At a vigil for Ian Tomlinson the next day a video camera caught an incident in which Sgt Delroy Smellie slapped and then hit a young woman with a baton, so far he has been the only police officer to face charges, yesterday he was acquitted of assault, Judge Wickham said: “I am satisfied he honestly believed it was necessary to use force to defend himself.”. In a way the acquittal of Sgt Smellie was correct – the police as a group are taught to fear everyone in these kind of situations and to expect the worst, they are given the tools to deal with this (physical, psychological and legal) and, unsurprisingly, they use them.
The officers dealing with Ian Tomlinson were in the same mindset, they were given no room for making sensible judgements as individuals because the culture of the body they are part of had already made its mind up. At protests there’s frequently an obvious macho culture among police, a strong ethic of ‘protecting their own’ and a relish at having the opportunity to put into practice some of the training that they don’t normally get to use. I would go as far to say that for many of the police officers, protests like this are a golden opportunity to ‘crack some heads’ with impunity. The lack of action over Tomlinson’s death and the acquittal of Smellie can only reinforce this.

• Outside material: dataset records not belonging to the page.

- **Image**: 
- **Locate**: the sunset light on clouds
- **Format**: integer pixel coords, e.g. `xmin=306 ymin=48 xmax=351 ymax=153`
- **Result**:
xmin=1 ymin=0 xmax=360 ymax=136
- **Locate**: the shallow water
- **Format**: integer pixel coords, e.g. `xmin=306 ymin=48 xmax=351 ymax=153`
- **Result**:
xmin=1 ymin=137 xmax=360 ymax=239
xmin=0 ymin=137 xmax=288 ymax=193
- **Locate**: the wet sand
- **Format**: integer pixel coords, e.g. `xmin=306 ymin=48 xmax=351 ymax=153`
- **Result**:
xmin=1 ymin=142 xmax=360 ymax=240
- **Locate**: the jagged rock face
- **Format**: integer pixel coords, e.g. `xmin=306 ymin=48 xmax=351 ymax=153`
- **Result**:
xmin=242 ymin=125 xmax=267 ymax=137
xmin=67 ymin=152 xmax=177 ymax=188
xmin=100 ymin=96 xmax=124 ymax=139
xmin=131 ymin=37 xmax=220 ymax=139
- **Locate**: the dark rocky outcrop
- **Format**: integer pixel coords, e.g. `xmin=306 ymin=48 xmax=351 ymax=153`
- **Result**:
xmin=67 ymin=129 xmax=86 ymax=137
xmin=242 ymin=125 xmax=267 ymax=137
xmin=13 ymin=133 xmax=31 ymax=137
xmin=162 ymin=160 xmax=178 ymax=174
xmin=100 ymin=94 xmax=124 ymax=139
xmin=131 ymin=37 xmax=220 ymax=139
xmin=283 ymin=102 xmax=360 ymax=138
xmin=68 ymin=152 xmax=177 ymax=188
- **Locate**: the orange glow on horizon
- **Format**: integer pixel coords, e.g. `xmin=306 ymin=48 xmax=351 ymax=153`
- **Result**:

In reaction to the media frenzy over these incidents (and make no mistake it was a reaction to media, and NOT to the events themselves) some sections of the police decided to make a very public showing of ‘softly softly’ policing. At the Climate Camp in August they were conspicuous by their absence, and the HMIC report made many suggestions of how to ‘adapt to protest’. But nothing has really changed – the police as a body still see people, social movements and protest as a threat to be managed, rather than a democratic necessity. And individual judgement of police officers is still suppressed as part of a groupthink that divides the world into us and them.